Håkan looked at me in surprise, as if he had been expecting something completely different. Perhaps he thought I had something private to say? Maybe he thought we had come in here to discuss personal matters? I felt a momentary satisfaction at having so quickly and concisely clarified the problem to him, presenting my demands without a lot of introductory small talk. Now the ball was in his court and he had little option but to accept my terms. After all, my wishes were in no way unreasonable. Sure enough, he made a slight nod.

“Good,” I said. “Well, I suggest we get back to our duties, and if everything goes smoothly we need never mention this again.”

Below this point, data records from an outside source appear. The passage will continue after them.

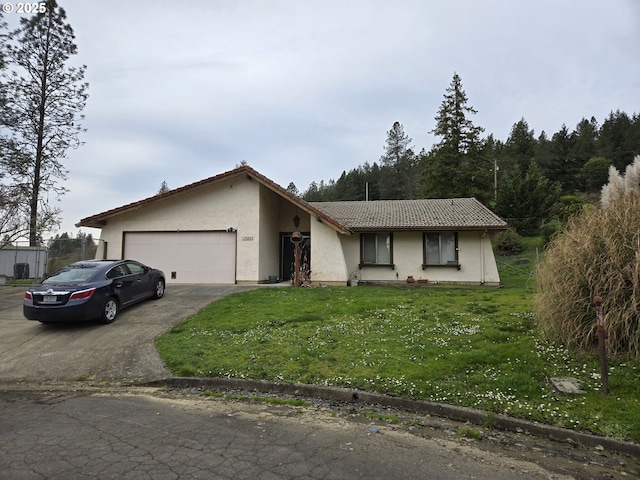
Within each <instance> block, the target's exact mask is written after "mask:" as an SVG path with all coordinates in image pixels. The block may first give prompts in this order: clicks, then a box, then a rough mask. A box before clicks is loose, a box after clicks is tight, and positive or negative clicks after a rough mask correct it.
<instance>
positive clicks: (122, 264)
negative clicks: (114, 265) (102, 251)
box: [107, 263, 136, 306]
mask: <svg viewBox="0 0 640 480" xmlns="http://www.w3.org/2000/svg"><path fill="white" fill-rule="evenodd" d="M107 278H110V279H111V280H112V282H113V291H114V293H115V294H116V295H117V296H118V300H119V301H120V305H123V306H124V305H127V304H129V303H131V302H133V301H134V299H135V289H136V284H135V281H136V279H135V277H134V275H131V272H130V271H129V268H128V267H127V265H125V264H122V263H121V264H119V265H116V266H115V267H113V268H112V269H111V270H109V271H108V272H107Z"/></svg>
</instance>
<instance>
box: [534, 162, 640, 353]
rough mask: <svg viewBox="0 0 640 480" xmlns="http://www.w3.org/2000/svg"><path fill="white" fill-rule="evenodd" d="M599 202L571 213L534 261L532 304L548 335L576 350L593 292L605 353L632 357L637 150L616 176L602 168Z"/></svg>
mask: <svg viewBox="0 0 640 480" xmlns="http://www.w3.org/2000/svg"><path fill="white" fill-rule="evenodd" d="M609 178H610V181H609V183H608V184H607V185H605V186H604V187H603V190H602V201H601V205H600V206H591V207H588V208H585V209H584V210H583V211H582V213H580V214H579V215H575V216H573V217H572V218H571V219H570V220H569V222H568V224H567V226H566V228H565V231H564V233H563V234H561V235H558V236H556V237H555V239H554V240H553V241H552V242H551V244H550V245H549V248H548V250H547V254H546V259H545V261H544V262H543V263H542V264H541V265H540V266H539V268H538V269H537V272H536V276H537V295H536V299H535V303H534V309H535V313H536V318H537V322H538V325H539V327H540V329H541V330H543V331H544V332H546V333H548V334H549V335H550V336H551V338H553V339H554V340H556V341H559V342H562V343H564V344H565V345H567V346H569V347H573V348H577V349H584V350H586V349H589V348H590V347H591V345H592V344H593V342H594V341H595V340H594V339H595V330H596V313H595V307H594V305H593V298H594V297H595V296H601V297H602V299H603V307H604V320H605V329H606V331H607V334H608V339H607V349H608V351H609V352H610V353H612V354H614V355H616V354H628V355H630V356H632V357H635V358H640V327H639V325H638V319H639V315H640V188H639V187H640V185H639V179H640V156H638V157H636V158H635V161H634V163H633V164H632V165H629V167H627V171H626V174H625V177H624V179H623V178H622V177H621V176H620V175H619V174H618V172H617V171H615V170H612V171H610V175H609Z"/></svg>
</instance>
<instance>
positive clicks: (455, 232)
mask: <svg viewBox="0 0 640 480" xmlns="http://www.w3.org/2000/svg"><path fill="white" fill-rule="evenodd" d="M445 233H446V234H453V238H454V253H455V258H454V260H452V261H451V260H447V261H446V263H429V261H428V260H429V258H428V253H427V252H428V245H429V242H428V240H427V237H428V235H434V234H437V235H438V253H439V257H440V262H442V234H445ZM458 251H459V248H458V232H456V231H451V230H439V231H430V232H423V234H422V269H423V270H425V269H426V268H430V267H454V268H457V269H458V270H460V259H459V257H458Z"/></svg>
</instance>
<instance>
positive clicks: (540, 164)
mask: <svg viewBox="0 0 640 480" xmlns="http://www.w3.org/2000/svg"><path fill="white" fill-rule="evenodd" d="M475 113H476V110H475V109H474V108H473V107H472V106H470V105H468V99H467V96H466V94H465V92H464V89H463V87H462V81H461V79H460V77H459V75H457V74H455V75H454V77H453V80H452V82H451V84H450V86H449V87H448V88H447V90H446V92H445V95H444V99H443V101H442V104H441V106H440V108H439V110H438V112H437V113H436V117H435V120H436V127H435V128H434V130H432V131H431V132H429V133H432V134H434V135H435V136H436V137H437V138H438V139H439V143H437V144H436V145H434V146H433V147H432V148H431V149H430V150H428V151H427V150H426V149H424V148H422V149H421V150H420V151H419V152H416V150H415V147H414V146H413V145H412V139H411V138H409V137H408V135H406V134H405V132H404V126H403V125H402V124H401V123H400V122H395V123H394V124H393V125H392V127H391V129H390V130H389V131H388V132H387V139H386V145H385V148H384V150H383V152H382V156H381V157H380V158H379V159H377V160H374V161H372V162H371V163H369V162H365V163H364V164H363V165H359V166H358V167H356V168H353V169H352V170H349V171H348V172H347V171H343V172H342V174H341V175H340V177H339V178H338V179H337V180H333V179H331V180H329V181H327V182H325V181H324V180H320V182H319V183H317V182H312V183H311V185H309V187H308V189H307V190H306V191H304V193H303V194H302V197H303V198H304V199H305V200H307V201H339V200H365V199H367V198H368V199H369V200H381V199H411V198H449V197H476V198H477V199H478V200H480V201H481V202H483V203H485V204H486V205H488V206H490V207H491V208H493V209H494V211H496V212H497V213H498V214H500V215H501V216H503V217H504V218H506V219H507V220H510V223H512V224H514V225H515V226H516V227H518V229H519V230H521V231H523V233H526V232H529V231H531V230H537V229H538V228H539V225H540V224H541V223H542V222H544V221H545V219H548V217H549V215H550V212H551V209H552V208H554V207H558V205H560V206H562V205H564V208H571V205H572V204H576V203H580V202H581V201H584V199H588V198H589V196H590V195H591V194H595V193H598V192H599V191H600V188H601V187H602V185H604V184H605V183H606V182H607V179H608V171H609V166H611V165H612V166H614V167H615V168H616V169H618V170H619V171H623V170H624V168H625V167H626V166H627V165H628V164H630V163H632V161H633V158H634V156H635V155H638V154H640V115H639V114H637V113H633V114H627V113H625V112H621V111H619V110H618V111H615V112H613V111H612V112H611V113H610V114H609V116H608V117H607V118H605V119H603V121H602V124H599V123H598V120H597V119H595V118H594V117H591V118H589V119H587V118H583V119H582V120H581V121H580V122H579V123H578V124H577V125H576V126H575V127H574V128H573V129H571V130H570V129H569V128H568V127H566V126H564V125H563V127H562V128H561V129H560V131H558V132H555V133H553V134H548V133H547V132H544V131H541V132H540V133H539V134H537V135H536V133H535V132H534V130H533V129H532V128H530V126H529V125H528V123H527V121H526V120H525V119H524V118H522V119H521V120H520V121H518V122H517V123H515V124H514V125H513V127H512V129H511V132H510V134H509V136H508V138H506V139H505V140H501V139H496V138H495V137H494V136H493V135H492V134H487V135H484V133H485V132H484V129H483V128H482V127H481V126H476V125H474V123H473V119H472V116H473V115H474V114H475ZM561 198H562V199H563V202H561V201H560V199H561Z"/></svg>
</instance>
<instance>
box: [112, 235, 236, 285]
mask: <svg viewBox="0 0 640 480" xmlns="http://www.w3.org/2000/svg"><path fill="white" fill-rule="evenodd" d="M123 245H124V255H123V257H124V258H133V259H136V260H139V261H141V262H142V263H145V264H147V265H150V266H152V267H155V268H159V269H161V270H162V271H163V272H164V274H165V275H166V277H167V282H168V283H227V284H233V283H235V282H236V233H235V232H226V231H213V232H211V231H209V232H180V231H176V232H124V243H123Z"/></svg>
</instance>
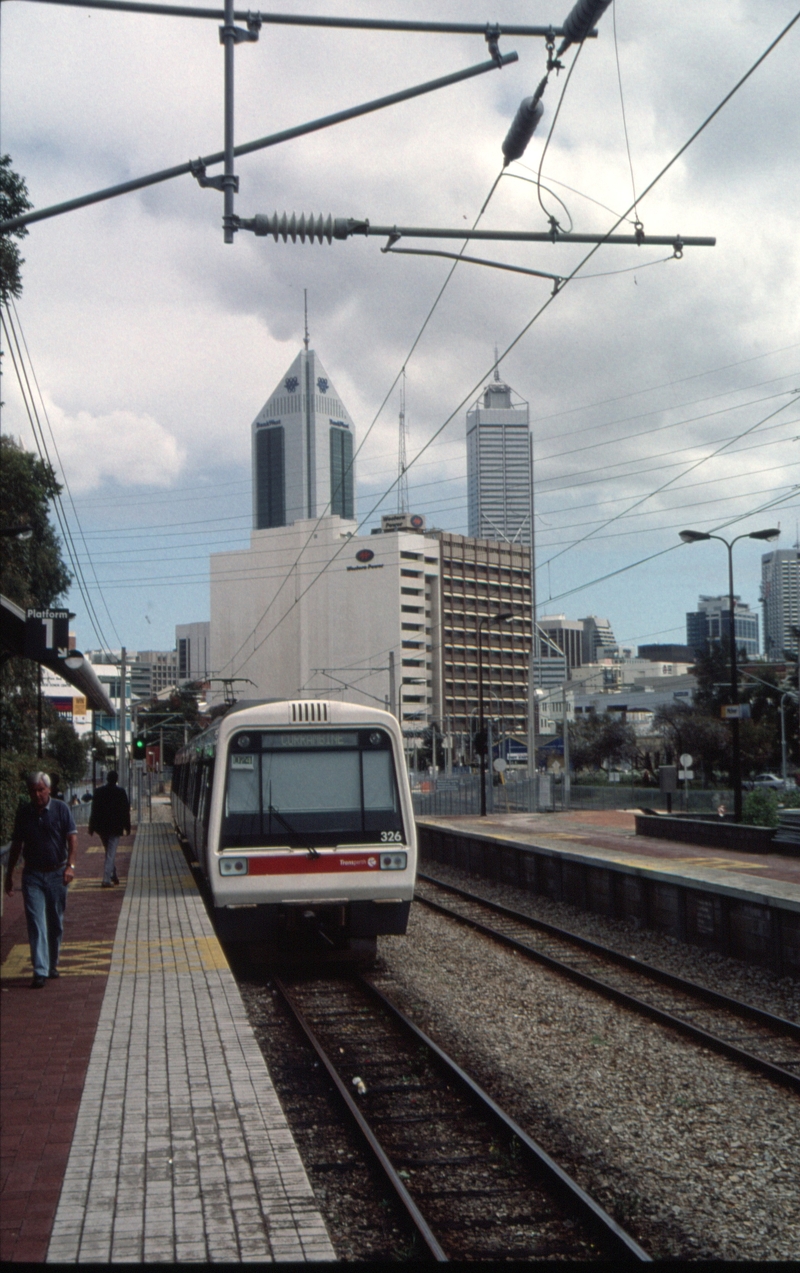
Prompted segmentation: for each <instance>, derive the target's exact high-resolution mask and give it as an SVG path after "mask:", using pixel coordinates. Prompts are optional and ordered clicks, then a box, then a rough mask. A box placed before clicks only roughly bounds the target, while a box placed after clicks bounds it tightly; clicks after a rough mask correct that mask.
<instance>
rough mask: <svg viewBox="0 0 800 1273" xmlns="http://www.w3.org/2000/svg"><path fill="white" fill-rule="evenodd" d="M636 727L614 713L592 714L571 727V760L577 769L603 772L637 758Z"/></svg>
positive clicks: (581, 718)
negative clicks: (606, 769)
mask: <svg viewBox="0 0 800 1273" xmlns="http://www.w3.org/2000/svg"><path fill="white" fill-rule="evenodd" d="M637 750H638V747H637V740H636V733H634V731H633V727H632V726H629V724H628V723H627V722H625V721H620V719H619V715H618V714H615V713H613V712H590V713H589V714H586V713H585V714H583V715H582V717H581V718H580V719H577V721H576V722H575V723H573V724H571V726H569V761H571V764H572V766H573V768H575V769H576V770H581V769H603V766H604V765H618V764H619V763H620V761H623V760H633V759H634V757H636V755H637Z"/></svg>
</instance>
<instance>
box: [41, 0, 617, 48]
mask: <svg viewBox="0 0 800 1273" xmlns="http://www.w3.org/2000/svg"><path fill="white" fill-rule="evenodd" d="M29 3H33V4H60V5H69V6H73V8H75V9H111V10H115V9H118V10H120V11H121V13H144V14H155V15H157V17H161V18H208V19H210V20H211V22H219V20H220V19H222V20H224V22H228V15H227V11H225V9H204V8H200V6H196V5H177V4H144V3H139V0H29ZM232 17H233V20H234V22H250V20H251V19H257V20H259V23H262V24H264V25H274V27H332V28H335V29H338V31H385V32H389V33H391V32H417V33H418V34H422V36H485V34H487V31H489V29H490V31H493V32H497V36H498V37H499V36H525V37H534V38H539V39H549V38H550V37H553V36H567V27H566V25H564V27H552V25H550V27H541V25H538V27H530V25H520V24H518V23H497V24H494V23H479V22H413V20H406V19H395V18H332V17H325V15H324V14H301V13H252V11H251V10H248V9H234V10H233V14H232ZM582 38H583V39H596V38H597V31H596V28H592V29H591V31H587V32H586V34H585V36H582Z"/></svg>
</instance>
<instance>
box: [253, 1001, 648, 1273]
mask: <svg viewBox="0 0 800 1273" xmlns="http://www.w3.org/2000/svg"><path fill="white" fill-rule="evenodd" d="M357 981H358V984H361V985H362V987H363V988H364V989H367V990H368V992H369V994H372V995H373V997H375V998H376V999H377V1001H378V1002H380V1003H381V1004H382V1006H383V1007H385V1008H386V1009H387V1011H389V1012H390V1013H391V1015H392V1016H394V1017H395V1018H396V1020H397V1021H399V1022H400V1023H401V1026H403V1027H404V1029H405V1030H408V1031H409V1032H410V1034H411V1035H413V1036H414V1037H415V1039H418V1040H419V1041H420V1043H422V1044H423V1045H424V1046H425V1048H427V1049H428V1050H429V1051H432V1053H433V1055H434V1057H436V1058H437V1059H438V1062H439V1063H441V1064H442V1066H445V1068H446V1069H447V1072H448V1073H450V1074H451V1076H452V1077H454V1078H456V1080H457V1081H459V1083H460V1085H461V1086H462V1087H466V1090H468V1091H469V1094H470V1096H471V1097H474V1099H476V1101H478V1104H479V1105H480V1106H482V1108H483V1109H484V1110H485V1111H488V1113H489V1114H490V1115H492V1116H493V1118H494V1119H496V1120H498V1122H499V1123H501V1124H502V1125H503V1128H504V1129H506V1132H508V1133H510V1134H511V1136H515V1137H516V1138H517V1139H518V1141H520V1143H521V1144H522V1146H524V1147H525V1150H526V1151H527V1153H529V1156H530V1157H531V1158H532V1161H534V1165H535V1167H536V1170H538V1172H539V1174H540V1175H541V1176H544V1178H545V1179H546V1184H548V1185H549V1186H550V1188H553V1189H554V1190H555V1192H557V1193H558V1194H559V1195H561V1198H562V1199H566V1202H567V1203H568V1206H569V1207H571V1209H572V1211H576V1209H577V1211H578V1212H580V1213H581V1216H582V1218H583V1220H585V1221H587V1222H589V1223H590V1226H591V1227H592V1230H594V1231H595V1232H597V1234H599V1235H600V1236H601V1237H603V1240H604V1242H605V1244H606V1245H610V1246H611V1248H613V1250H614V1254H615V1255H617V1256H623V1258H627V1259H628V1260H629V1259H636V1260H639V1262H642V1263H651V1258H650V1255H647V1253H646V1251H645V1250H642V1248H641V1246H639V1245H638V1244H637V1242H636V1241H634V1239H632V1237H631V1235H629V1234H627V1232H625V1230H624V1228H622V1227H620V1226H619V1225H618V1223H617V1222H615V1221H614V1220H611V1217H610V1216H609V1214H608V1212H605V1211H604V1209H603V1207H600V1204H599V1203H597V1202H595V1199H594V1198H592V1197H591V1195H590V1194H587V1193H586V1190H585V1189H581V1186H580V1185H578V1184H576V1181H575V1180H573V1179H572V1178H571V1176H569V1175H568V1174H567V1172H566V1171H564V1170H563V1169H562V1167H559V1166H558V1164H557V1162H554V1160H553V1158H550V1156H549V1155H548V1153H546V1152H545V1151H544V1150H543V1148H541V1146H540V1144H538V1143H536V1141H534V1139H532V1138H531V1137H530V1136H529V1134H527V1133H526V1132H525V1130H524V1129H522V1128H521V1127H520V1125H518V1124H517V1123H516V1122H515V1120H513V1119H512V1118H511V1116H510V1115H508V1114H506V1111H504V1110H503V1109H501V1106H499V1105H498V1104H497V1102H496V1101H494V1100H493V1099H492V1097H490V1096H489V1094H488V1092H485V1091H484V1090H483V1088H482V1087H480V1086H479V1085H478V1083H476V1082H475V1080H474V1078H470V1076H469V1074H468V1073H466V1072H465V1071H464V1069H461V1067H460V1066H459V1064H457V1063H456V1062H455V1060H454V1059H452V1058H451V1057H448V1055H447V1053H445V1051H443V1050H442V1049H441V1048H439V1046H438V1044H436V1043H434V1041H433V1040H432V1039H431V1037H429V1036H428V1035H427V1034H425V1032H424V1031H423V1030H420V1029H419V1026H417V1025H415V1023H414V1022H413V1021H411V1020H410V1018H409V1017H408V1016H406V1015H405V1013H404V1012H403V1009H401V1008H399V1007H397V1004H396V1003H392V1001H391V999H390V998H387V995H386V994H383V992H382V990H380V989H378V988H377V987H376V985H375V984H373V983H372V981H371V980H369V979H368V978H367V976H358V978H357ZM274 984H275V987H276V988H278V990H279V993H280V994H282V997H283V998H284V1001H285V1003H287V1006H288V1007H289V1009H290V1012H292V1015H293V1016H294V1018H296V1021H297V1023H298V1025H299V1026H301V1029H302V1031H303V1034H304V1035H306V1037H307V1039H308V1041H310V1044H311V1045H312V1048H313V1050H315V1053H316V1055H317V1057H318V1058H320V1060H321V1062H322V1064H324V1066H325V1069H326V1072H327V1074H329V1076H330V1078H331V1080H332V1082H334V1085H335V1087H336V1091H338V1092H339V1094H340V1096H341V1099H343V1100H344V1102H345V1105H346V1108H348V1110H349V1111H350V1114H352V1115H353V1118H354V1120H355V1123H357V1125H358V1128H359V1130H361V1132H362V1136H363V1137H364V1139H366V1141H367V1144H368V1146H369V1150H371V1151H372V1152H373V1153H375V1156H376V1158H377V1161H378V1162H380V1165H381V1167H382V1170H383V1172H385V1174H386V1178H387V1179H389V1181H390V1184H391V1185H392V1189H394V1190H395V1193H396V1194H397V1197H399V1198H400V1200H401V1203H403V1206H404V1207H405V1209H406V1212H408V1214H409V1217H410V1218H411V1221H413V1223H414V1225H415V1227H417V1228H418V1231H419V1232H420V1235H422V1236H423V1239H424V1241H425V1244H427V1246H428V1249H429V1250H431V1253H432V1254H433V1256H434V1259H437V1260H439V1262H446V1260H447V1255H446V1254H445V1251H443V1250H442V1248H441V1246H439V1244H438V1242H437V1240H436V1237H434V1236H433V1234H432V1232H431V1230H429V1227H428V1225H427V1222H425V1220H424V1217H423V1216H422V1213H420V1211H419V1208H418V1207H417V1204H415V1202H414V1199H413V1198H411V1197H410V1194H409V1192H408V1189H406V1188H405V1185H404V1184H403V1180H401V1179H400V1176H399V1175H397V1172H396V1171H395V1169H394V1166H392V1164H391V1161H390V1158H389V1156H387V1155H386V1152H385V1150H383V1148H382V1146H381V1143H380V1141H378V1138H377V1137H376V1134H375V1132H373V1130H372V1128H371V1127H369V1124H368V1122H367V1119H366V1118H364V1115H363V1114H362V1111H361V1109H359V1108H358V1105H357V1104H355V1101H354V1100H353V1096H352V1095H350V1092H349V1090H348V1087H346V1085H345V1083H344V1082H343V1080H341V1078H340V1077H339V1073H338V1071H336V1067H335V1064H334V1063H332V1060H331V1059H330V1058H329V1055H327V1053H326V1051H325V1049H324V1046H322V1044H321V1043H320V1040H318V1039H317V1037H316V1034H315V1030H313V1026H312V1025H311V1023H310V1022H308V1021H307V1018H306V1016H304V1013H303V1011H302V1008H301V1007H299V1006H298V1004H297V1002H296V1001H294V998H293V995H292V992H290V990H289V988H288V987H287V985H285V984H284V983H283V981H282V980H280V979H279V978H274Z"/></svg>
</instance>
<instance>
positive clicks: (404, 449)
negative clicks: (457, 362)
mask: <svg viewBox="0 0 800 1273" xmlns="http://www.w3.org/2000/svg"><path fill="white" fill-rule="evenodd" d="M408 510H409V479H408V474H406V471H405V367H404V368H403V382H401V384H400V434H399V439H397V512H399V513H408Z"/></svg>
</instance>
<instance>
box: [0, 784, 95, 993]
mask: <svg viewBox="0 0 800 1273" xmlns="http://www.w3.org/2000/svg"><path fill="white" fill-rule="evenodd" d="M28 791H29V793H31V803H29V805H28V806H27V807H25V806H23V807H22V808H20V810H19V812H18V815H17V822H15V824H14V838H13V840H11V849H10V853H9V864H8V875H6V877H5V891H6V892H8V894H9V895H10V894H13V892H14V880H13V873H14V867H15V866H17V861H18V858H19V855H20V853H22V855H23V858H24V868H23V872H22V896H23V901H24V904H25V919H27V922H28V941H29V942H31V962H32V964H33V980H32V981H31V987H32V989H34V990H41V989H42V987H43V985H46V984H47V979H48V978H54V976H57V975H59V952H60V950H61V934H62V933H64V908H65V906H66V890H68V885H70V883H71V882H73V880H74V878H75V853H76V850H78V833H76V830H75V822H74V820H73V815H71V813H70V810H69V807H68V806H66V805H65V803H64V801H61V799H56V798H55V797H54V796H51V794H50V778H48V775H47V774H41V773H38V774H31V777H29V778H28Z"/></svg>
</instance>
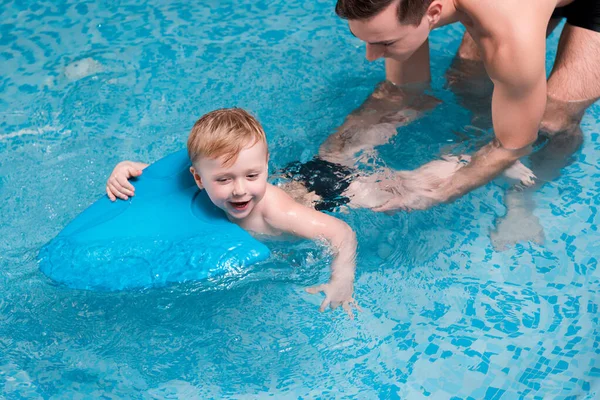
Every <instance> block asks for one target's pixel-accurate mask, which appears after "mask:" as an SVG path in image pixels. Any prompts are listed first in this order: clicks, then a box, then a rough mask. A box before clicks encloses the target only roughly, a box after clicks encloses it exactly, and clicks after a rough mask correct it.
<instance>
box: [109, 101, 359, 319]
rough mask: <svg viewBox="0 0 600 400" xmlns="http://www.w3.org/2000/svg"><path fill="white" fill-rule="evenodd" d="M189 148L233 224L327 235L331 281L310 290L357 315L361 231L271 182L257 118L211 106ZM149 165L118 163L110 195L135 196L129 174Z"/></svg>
mask: <svg viewBox="0 0 600 400" xmlns="http://www.w3.org/2000/svg"><path fill="white" fill-rule="evenodd" d="M187 148H188V154H189V157H190V160H191V162H192V166H191V167H190V172H191V173H192V175H193V176H194V180H195V181H196V184H197V185H198V187H199V188H200V189H203V190H206V193H207V194H208V197H209V198H210V200H211V201H212V202H213V203H214V204H215V205H216V206H217V207H219V208H220V209H222V210H223V211H224V212H225V214H226V215H227V218H229V220H230V221H231V222H233V223H234V224H237V225H239V226H240V227H241V228H243V229H245V230H247V231H249V232H252V233H258V234H266V235H279V234H282V233H289V234H292V235H295V236H299V237H303V238H307V239H324V240H325V241H327V243H328V244H329V246H330V247H331V249H332V250H333V253H334V260H333V262H332V264H331V278H330V280H329V283H326V284H323V285H318V286H315V287H311V288H308V289H306V290H307V292H309V293H313V294H315V293H319V292H323V293H324V294H325V299H324V300H323V302H322V303H321V307H320V311H324V310H325V309H326V308H327V306H330V307H331V308H332V309H335V308H337V307H338V306H342V307H343V309H344V310H345V311H346V312H347V313H348V315H349V316H350V317H351V318H352V317H353V314H352V307H353V306H354V307H358V306H357V305H356V302H355V301H354V299H353V298H352V294H353V285H354V272H355V258H356V235H355V234H354V231H352V229H351V228H350V227H349V226H348V224H346V223H345V222H343V221H341V220H339V219H337V218H334V217H332V216H330V215H327V214H324V213H322V212H319V211H316V210H314V209H312V208H310V207H307V206H304V205H302V204H300V203H298V202H296V201H295V200H294V199H292V197H290V196H289V195H288V194H287V193H285V192H284V191H283V190H282V189H280V188H279V187H277V186H273V185H271V184H269V183H268V182H267V178H268V160H269V151H268V148H267V140H266V136H265V132H264V130H263V129H262V127H261V125H260V124H259V123H258V121H257V120H256V119H254V118H253V117H252V116H251V115H250V114H248V113H247V112H246V111H244V110H242V109H239V108H231V109H220V110H216V111H212V112H210V113H208V114H206V115H204V116H203V117H201V118H200V119H199V120H198V121H197V122H196V123H195V124H194V127H193V128H192V131H191V133H190V136H189V138H188V142H187ZM147 166H148V164H143V163H137V162H131V161H124V162H121V163H119V164H117V166H116V167H115V169H114V170H113V172H112V174H111V176H110V178H109V179H108V182H107V185H106V193H107V194H108V197H109V198H110V199H111V200H112V201H115V200H116V199H117V198H120V199H123V200H127V199H128V198H129V197H130V196H133V195H134V191H135V189H134V187H133V185H131V183H130V182H129V181H128V180H129V178H132V177H137V176H140V175H141V174H142V170H143V169H144V168H145V167H147Z"/></svg>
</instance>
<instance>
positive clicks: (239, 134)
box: [187, 108, 269, 220]
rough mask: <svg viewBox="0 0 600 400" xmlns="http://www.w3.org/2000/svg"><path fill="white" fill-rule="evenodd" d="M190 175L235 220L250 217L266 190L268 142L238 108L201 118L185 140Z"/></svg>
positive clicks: (198, 185)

I smiled at him, opened the door, and stepped out. Håkan followed me and we both went and sat down. He had a dried, white stain on his shirt, high up on one side of his chest. I noted that he sat and looked at me for a long while after we had returned to our places, without doing anything about his papers. I let him. Things need time to settle, I thought. Eventually the message would get through to him and hopefully lead to a more proactive way of dealing with his things. Presumably he wasn't used to being reprimanded in such a clear and effective way. You might as well get used to it, I thought. I might very well end up as your boss one day.

I leaned across the desk and whispered:

“Don't think of it as a reprimand. More as an observation.”

“What?” he said, and I realized that he was playing along in our tacit understanding to let this stay between us. I nodded, leaned back, and mimed zipping my mouth shut, then locking it and throwing away the key.